Una recente sentenza della Corte di Giustizia Europea ripropone l’attualità delle forme di pagamento BNPL (Buy Now Pay Later), cioè il “compra ora paga dopo”. Sono quelle tipologie in cui il consumatore acquista un bene, o un servizio, impegnandosi a pagarlo dopo un certo periodo di tempo che normalmente vsria da 1 a 6 mesi.

Se ne è occupato in questi giorni un blog di Candida Leone (Università di Amsterdam) in riferimento alla pronuncia avvenuta il mese scorso (causa C-409/23 -Arvato). Oggetto del contendere è la qualificazione delle operazioni BNPL, se vanno considerate come forma di dilazione di pagamento oppure come un credito vero e proprio.

Finora in ragione del fatto che, normalmente, il “compra ora paga dopo” non comporta un onere per il consumatore “adempiente”, la fattispecie è esclusa dal novero delle operazioni creditizie in forza di un esenzione contenuta nella direttiva sul credito al consumo tuttora in vigore (2008/48). Questa esclude esplicitamente i contratti “in cui il credito è concesso ‘senza interessi e senza altre spese’ o […] ai sensi dei quali ‘sono dovute solo spese insignificanti”.

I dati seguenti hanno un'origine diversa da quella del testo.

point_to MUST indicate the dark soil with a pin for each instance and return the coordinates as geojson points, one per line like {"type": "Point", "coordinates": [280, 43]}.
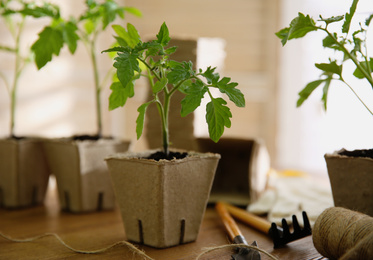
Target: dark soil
{"type": "Point", "coordinates": [162, 156]}
{"type": "Point", "coordinates": [368, 153]}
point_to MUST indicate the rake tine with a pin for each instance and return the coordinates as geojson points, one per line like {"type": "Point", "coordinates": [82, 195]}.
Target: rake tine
{"type": "Point", "coordinates": [280, 236]}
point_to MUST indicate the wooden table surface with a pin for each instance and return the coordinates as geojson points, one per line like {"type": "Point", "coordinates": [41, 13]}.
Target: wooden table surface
{"type": "Point", "coordinates": [92, 231]}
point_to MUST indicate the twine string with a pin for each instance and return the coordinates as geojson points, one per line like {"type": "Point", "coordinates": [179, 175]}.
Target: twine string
{"type": "Point", "coordinates": [344, 234]}
{"type": "Point", "coordinates": [102, 250]}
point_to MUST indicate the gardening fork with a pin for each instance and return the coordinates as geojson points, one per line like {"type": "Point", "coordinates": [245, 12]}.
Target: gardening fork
{"type": "Point", "coordinates": [280, 236]}
{"type": "Point", "coordinates": [236, 236]}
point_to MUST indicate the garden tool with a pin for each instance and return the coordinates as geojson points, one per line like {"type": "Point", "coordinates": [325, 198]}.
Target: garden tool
{"type": "Point", "coordinates": [280, 236]}
{"type": "Point", "coordinates": [236, 236]}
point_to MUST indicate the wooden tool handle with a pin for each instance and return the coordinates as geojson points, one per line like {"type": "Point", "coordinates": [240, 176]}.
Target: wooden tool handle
{"type": "Point", "coordinates": [248, 218]}
{"type": "Point", "coordinates": [228, 221]}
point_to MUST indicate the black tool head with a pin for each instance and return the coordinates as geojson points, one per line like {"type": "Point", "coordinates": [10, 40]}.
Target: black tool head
{"type": "Point", "coordinates": [282, 236]}
{"type": "Point", "coordinates": [244, 253]}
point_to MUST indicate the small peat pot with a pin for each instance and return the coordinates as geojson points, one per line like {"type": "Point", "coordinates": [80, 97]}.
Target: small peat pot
{"type": "Point", "coordinates": [162, 202]}
{"type": "Point", "coordinates": [82, 177]}
{"type": "Point", "coordinates": [351, 179]}
{"type": "Point", "coordinates": [24, 172]}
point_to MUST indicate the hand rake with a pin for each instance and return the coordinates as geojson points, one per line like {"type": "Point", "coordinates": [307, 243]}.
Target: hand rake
{"type": "Point", "coordinates": [280, 236]}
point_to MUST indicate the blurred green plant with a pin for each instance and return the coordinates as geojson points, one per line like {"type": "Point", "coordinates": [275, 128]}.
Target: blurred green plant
{"type": "Point", "coordinates": [87, 28]}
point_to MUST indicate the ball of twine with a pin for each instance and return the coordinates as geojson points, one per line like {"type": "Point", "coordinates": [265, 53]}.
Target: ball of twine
{"type": "Point", "coordinates": [343, 234]}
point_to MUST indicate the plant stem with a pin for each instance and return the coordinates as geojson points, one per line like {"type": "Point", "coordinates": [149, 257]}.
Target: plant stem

Quel modello di business è sostenuto dal costo sopportato dal venditore del bene al finanziatore su cui riposa il rischio di dilazione del pagamento. Quest’ultimo si fa pagare una commissione dal venditore del bene superiore a quella delle normali carte di credito (ha segnalato nel 2022 uno studio di Banca d’Italia (Lorenzo Gobbi , n. 730 Questioni di Economia e Finanza). Il consumatore non sopporta alcun costo se alla data convenuta paga puntualmente il bene che ha acquistato in precedenza.

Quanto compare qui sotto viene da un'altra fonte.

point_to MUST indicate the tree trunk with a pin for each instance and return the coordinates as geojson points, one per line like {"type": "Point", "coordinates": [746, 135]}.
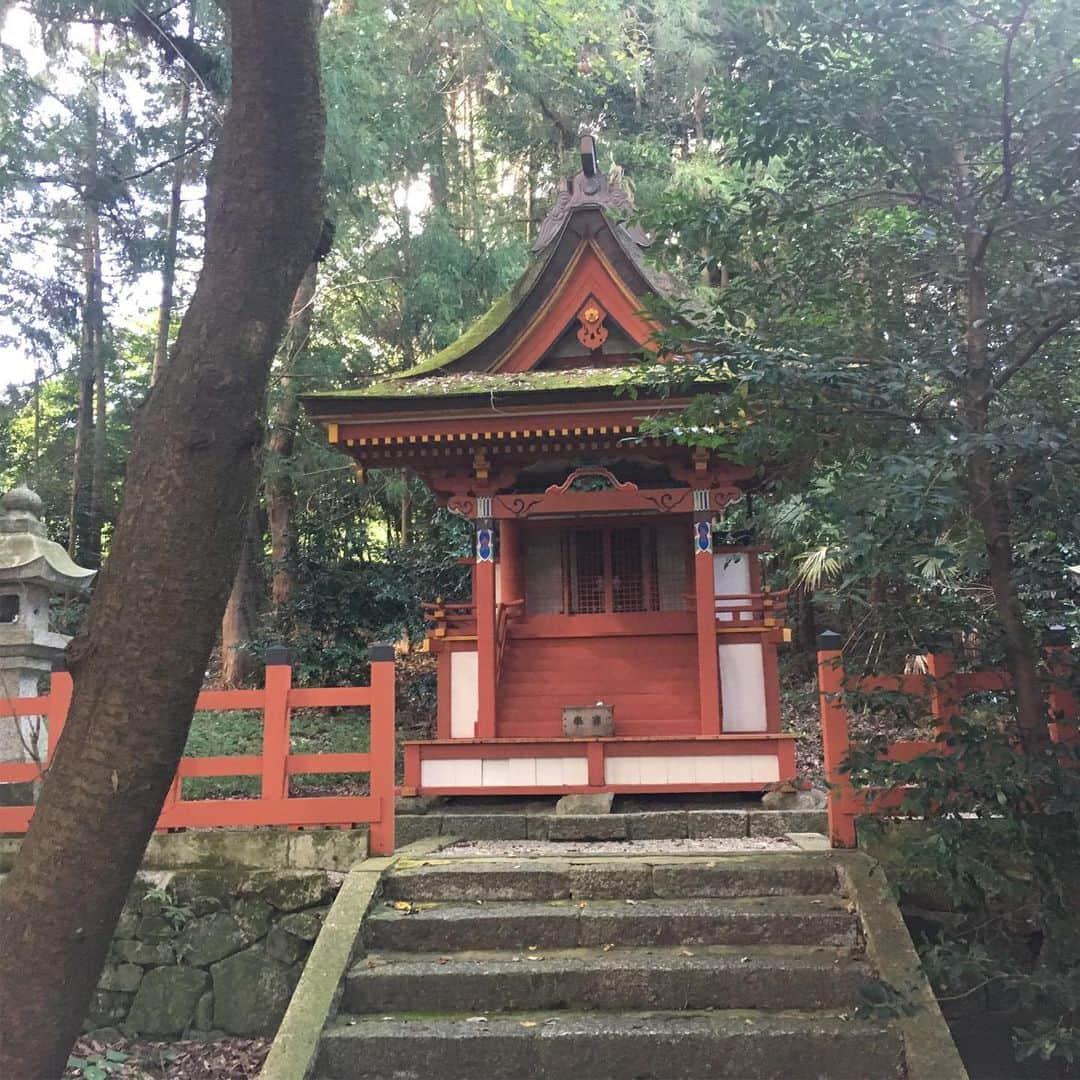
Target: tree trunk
{"type": "Point", "coordinates": [280, 491]}
{"type": "Point", "coordinates": [173, 220]}
{"type": "Point", "coordinates": [238, 623]}
{"type": "Point", "coordinates": [406, 509]}
{"type": "Point", "coordinates": [989, 507]}
{"type": "Point", "coordinates": [154, 616]}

Il problema nasce se non paga perché in questo caso – ha osservato Leone – vengono addebitate sanzioni progressivamente sempre più elevate. Sicché molte corti che in Olanda si sono occupate della questione hanno concluso che in effetti si trattava di una forma di credito mascherata. Con una importante conseguenza: il contratto di credito è stato invalidato «per violazione di requisiti informativi fondamentali – ha sottolineato ancora Leone – lasciando al consumatore, in sostanza, solo il capitale da pagare».

Sul tema è appunto intervenuta la Corte di Giustizia europea ribadendo – è sempre la ricercatrice a parlare – che «quando il credito è fornito gratuitamente o dietro pagamento di una commissione trascurabile, il fatto che commissioni e interessi debbano essere pagati in caso di inadempimento non trasforma il rapporto in un contratto di credito ai sensi della direttiva». Però al tempo stesso ha rimarcato la necessità di analizzare attentamente il modello di business del finanziatore. Valutando se «il creditore intenda eludere gli obblighi derivanti dalla direttiva 2008/48 anticipando, fin dalla conclusione del contratto di credito, linadempimento da parte del consumatore dellobbligo di pagamento al fine di ottenere un vantaggio economico».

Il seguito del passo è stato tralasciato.